I just compiled kmod 32, but there appears to be an incorrect use of ln:

fi
for tool in insmod lsmod rmmod depmod modprobe modinfo; do \
        ln -s kmod /home/Programs/Kmod/32/bin/$tool; \
done
ln: failed to create symbolic link '/home/Programs/Kmod/32/bin/insmod': File exists
ln: failed to create symbolic link '/home/Programs/Kmod/32/bin/lsmod': File exists
ln: failed to create symbolic link '/home/Programs/Kmod/32/bin/rmmod': File exists
ln: failed to create symbolic link '/home/Programs/Kmod/32/bin/depmod': File exists
ln: failed to create symbolic link '/home/Programs/Kmod/32/bin/modprobe': File exists
ln: failed to create symbolic link '/home/Programs/Kmod/32/bin/modinfo': File exists
make[3]: *** [Makefile:2679: install-exec-hook] Error 1
make[2]: *** [Makefile:2553: install-exec-am] Error 2
make[1]: *** [Makefile:2439: install-am] Error 2
make: *** [Makefile:1848: install-recursive] Error 1

The symlinks are all there, all pointing at bin/kmod correctly.
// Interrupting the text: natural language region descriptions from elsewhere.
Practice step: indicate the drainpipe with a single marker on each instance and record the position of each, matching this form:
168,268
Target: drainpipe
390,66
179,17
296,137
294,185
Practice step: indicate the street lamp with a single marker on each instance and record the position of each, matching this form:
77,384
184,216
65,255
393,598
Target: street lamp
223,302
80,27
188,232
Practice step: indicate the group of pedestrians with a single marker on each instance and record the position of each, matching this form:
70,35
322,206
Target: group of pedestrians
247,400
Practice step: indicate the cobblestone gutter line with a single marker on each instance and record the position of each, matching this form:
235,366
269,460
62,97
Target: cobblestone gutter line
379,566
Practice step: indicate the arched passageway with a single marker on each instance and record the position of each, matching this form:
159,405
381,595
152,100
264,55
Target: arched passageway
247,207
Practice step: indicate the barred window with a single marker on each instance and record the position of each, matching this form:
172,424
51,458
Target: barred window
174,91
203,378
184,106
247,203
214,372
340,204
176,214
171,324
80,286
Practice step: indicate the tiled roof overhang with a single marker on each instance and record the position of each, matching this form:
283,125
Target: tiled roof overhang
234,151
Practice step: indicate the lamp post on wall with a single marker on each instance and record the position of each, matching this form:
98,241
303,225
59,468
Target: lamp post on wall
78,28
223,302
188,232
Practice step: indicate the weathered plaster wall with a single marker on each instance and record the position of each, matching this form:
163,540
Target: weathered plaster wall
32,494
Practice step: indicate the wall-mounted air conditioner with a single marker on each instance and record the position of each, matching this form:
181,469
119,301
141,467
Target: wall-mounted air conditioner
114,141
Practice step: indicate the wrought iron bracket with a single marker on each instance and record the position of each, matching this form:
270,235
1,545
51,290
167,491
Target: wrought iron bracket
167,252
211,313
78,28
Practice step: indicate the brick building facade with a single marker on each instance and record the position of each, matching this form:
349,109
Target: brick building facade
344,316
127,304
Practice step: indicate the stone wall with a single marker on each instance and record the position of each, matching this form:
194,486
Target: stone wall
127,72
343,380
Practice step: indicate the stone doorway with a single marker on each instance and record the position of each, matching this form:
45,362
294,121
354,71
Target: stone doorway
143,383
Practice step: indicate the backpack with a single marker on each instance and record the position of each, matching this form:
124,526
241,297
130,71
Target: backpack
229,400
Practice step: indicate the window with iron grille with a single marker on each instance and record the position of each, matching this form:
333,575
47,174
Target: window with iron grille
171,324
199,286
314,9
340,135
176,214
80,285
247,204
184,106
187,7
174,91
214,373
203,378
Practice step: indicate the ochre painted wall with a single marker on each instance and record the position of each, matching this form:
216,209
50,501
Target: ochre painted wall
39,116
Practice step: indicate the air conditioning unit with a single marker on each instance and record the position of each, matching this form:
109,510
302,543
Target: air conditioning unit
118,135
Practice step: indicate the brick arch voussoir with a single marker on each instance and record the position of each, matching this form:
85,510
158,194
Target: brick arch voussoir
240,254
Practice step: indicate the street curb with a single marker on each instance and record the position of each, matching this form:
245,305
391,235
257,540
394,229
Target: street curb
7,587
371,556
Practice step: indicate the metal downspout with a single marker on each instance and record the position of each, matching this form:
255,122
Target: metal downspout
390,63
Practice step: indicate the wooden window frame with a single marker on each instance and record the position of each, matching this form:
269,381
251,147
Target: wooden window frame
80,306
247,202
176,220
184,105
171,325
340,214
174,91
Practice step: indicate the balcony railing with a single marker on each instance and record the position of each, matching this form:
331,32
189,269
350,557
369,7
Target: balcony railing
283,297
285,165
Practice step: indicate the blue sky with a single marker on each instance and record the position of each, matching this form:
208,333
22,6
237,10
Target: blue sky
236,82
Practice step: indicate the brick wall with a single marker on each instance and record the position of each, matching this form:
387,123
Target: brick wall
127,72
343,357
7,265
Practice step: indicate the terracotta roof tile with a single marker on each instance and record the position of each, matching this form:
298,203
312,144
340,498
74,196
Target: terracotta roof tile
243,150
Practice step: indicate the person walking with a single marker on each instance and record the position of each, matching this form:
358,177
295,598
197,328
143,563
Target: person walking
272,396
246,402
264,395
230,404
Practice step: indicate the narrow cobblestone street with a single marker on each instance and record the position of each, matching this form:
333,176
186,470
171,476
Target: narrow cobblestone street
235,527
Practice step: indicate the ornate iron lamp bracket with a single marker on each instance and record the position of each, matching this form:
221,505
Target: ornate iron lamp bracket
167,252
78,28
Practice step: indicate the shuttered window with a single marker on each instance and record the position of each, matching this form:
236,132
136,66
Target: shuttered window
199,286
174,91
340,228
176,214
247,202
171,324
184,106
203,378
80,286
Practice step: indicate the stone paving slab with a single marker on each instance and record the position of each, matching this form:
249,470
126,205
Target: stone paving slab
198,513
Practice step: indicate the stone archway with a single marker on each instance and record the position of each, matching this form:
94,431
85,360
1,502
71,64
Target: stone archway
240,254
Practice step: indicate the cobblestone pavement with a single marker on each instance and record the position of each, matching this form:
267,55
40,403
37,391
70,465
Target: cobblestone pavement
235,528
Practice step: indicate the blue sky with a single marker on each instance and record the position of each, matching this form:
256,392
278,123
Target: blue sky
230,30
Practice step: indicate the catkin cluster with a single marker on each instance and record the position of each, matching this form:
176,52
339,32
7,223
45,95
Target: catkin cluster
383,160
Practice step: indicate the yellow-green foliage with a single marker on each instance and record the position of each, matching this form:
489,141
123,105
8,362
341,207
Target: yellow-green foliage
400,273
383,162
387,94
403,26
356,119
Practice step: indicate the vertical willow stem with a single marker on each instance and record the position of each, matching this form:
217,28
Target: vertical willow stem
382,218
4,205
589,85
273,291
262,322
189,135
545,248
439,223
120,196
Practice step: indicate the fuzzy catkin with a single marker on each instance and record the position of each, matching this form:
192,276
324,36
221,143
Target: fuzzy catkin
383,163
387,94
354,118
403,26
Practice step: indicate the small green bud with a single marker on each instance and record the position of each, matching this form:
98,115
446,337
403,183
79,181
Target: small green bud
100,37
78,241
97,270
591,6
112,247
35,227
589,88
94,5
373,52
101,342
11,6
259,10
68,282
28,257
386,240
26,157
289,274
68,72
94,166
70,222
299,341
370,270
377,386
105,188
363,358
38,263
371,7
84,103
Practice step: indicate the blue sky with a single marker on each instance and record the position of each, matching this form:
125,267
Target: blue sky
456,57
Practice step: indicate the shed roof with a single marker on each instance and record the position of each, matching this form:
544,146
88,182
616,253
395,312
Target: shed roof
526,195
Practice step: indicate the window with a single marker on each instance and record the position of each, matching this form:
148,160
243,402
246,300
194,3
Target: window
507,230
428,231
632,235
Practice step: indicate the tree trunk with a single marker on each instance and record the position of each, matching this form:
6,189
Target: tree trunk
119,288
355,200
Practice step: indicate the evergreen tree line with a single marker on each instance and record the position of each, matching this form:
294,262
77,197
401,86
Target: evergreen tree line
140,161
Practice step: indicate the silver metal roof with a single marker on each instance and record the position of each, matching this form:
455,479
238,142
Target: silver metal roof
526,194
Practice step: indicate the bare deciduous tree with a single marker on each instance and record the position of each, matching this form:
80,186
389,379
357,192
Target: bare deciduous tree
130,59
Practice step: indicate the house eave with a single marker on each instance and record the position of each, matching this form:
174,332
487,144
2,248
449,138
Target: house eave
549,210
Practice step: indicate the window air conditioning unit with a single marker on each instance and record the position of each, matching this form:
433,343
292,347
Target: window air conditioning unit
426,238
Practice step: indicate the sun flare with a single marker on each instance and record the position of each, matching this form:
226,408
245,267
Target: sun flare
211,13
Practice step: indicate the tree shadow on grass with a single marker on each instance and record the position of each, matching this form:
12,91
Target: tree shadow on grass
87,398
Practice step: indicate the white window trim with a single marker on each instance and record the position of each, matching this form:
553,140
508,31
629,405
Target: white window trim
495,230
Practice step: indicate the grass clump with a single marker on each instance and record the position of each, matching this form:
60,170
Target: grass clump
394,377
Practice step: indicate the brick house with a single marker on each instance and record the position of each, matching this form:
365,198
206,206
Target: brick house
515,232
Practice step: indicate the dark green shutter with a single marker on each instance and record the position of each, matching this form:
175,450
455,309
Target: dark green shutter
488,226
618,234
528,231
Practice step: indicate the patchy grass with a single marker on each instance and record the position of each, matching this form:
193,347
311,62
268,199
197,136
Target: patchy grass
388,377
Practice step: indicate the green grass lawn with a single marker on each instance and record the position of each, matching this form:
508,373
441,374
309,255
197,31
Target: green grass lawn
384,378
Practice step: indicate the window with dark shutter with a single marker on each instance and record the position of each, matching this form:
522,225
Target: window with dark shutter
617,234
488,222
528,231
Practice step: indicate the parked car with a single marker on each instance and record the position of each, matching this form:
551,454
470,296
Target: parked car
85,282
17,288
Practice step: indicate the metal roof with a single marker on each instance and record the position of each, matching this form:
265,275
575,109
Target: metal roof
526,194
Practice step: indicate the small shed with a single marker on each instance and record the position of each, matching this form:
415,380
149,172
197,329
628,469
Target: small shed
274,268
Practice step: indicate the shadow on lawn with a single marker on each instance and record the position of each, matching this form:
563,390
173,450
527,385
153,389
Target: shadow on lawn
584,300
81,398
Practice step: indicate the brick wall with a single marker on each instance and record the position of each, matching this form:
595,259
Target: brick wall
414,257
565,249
I think the makefile lacks
a proper "if not symlink already exists" check, so that we can skip the ~six lines or so
of ln showing that it failed to create a symbolic link (as that one is already there), so
a check "is a symlink there yet or not". Thanks for reading - this is mostly cosmetic,
but in my set of scripts to batch-compile I actually check for errors and warnings, so
removing that warning simplifies life of downstream devs a tiny bit.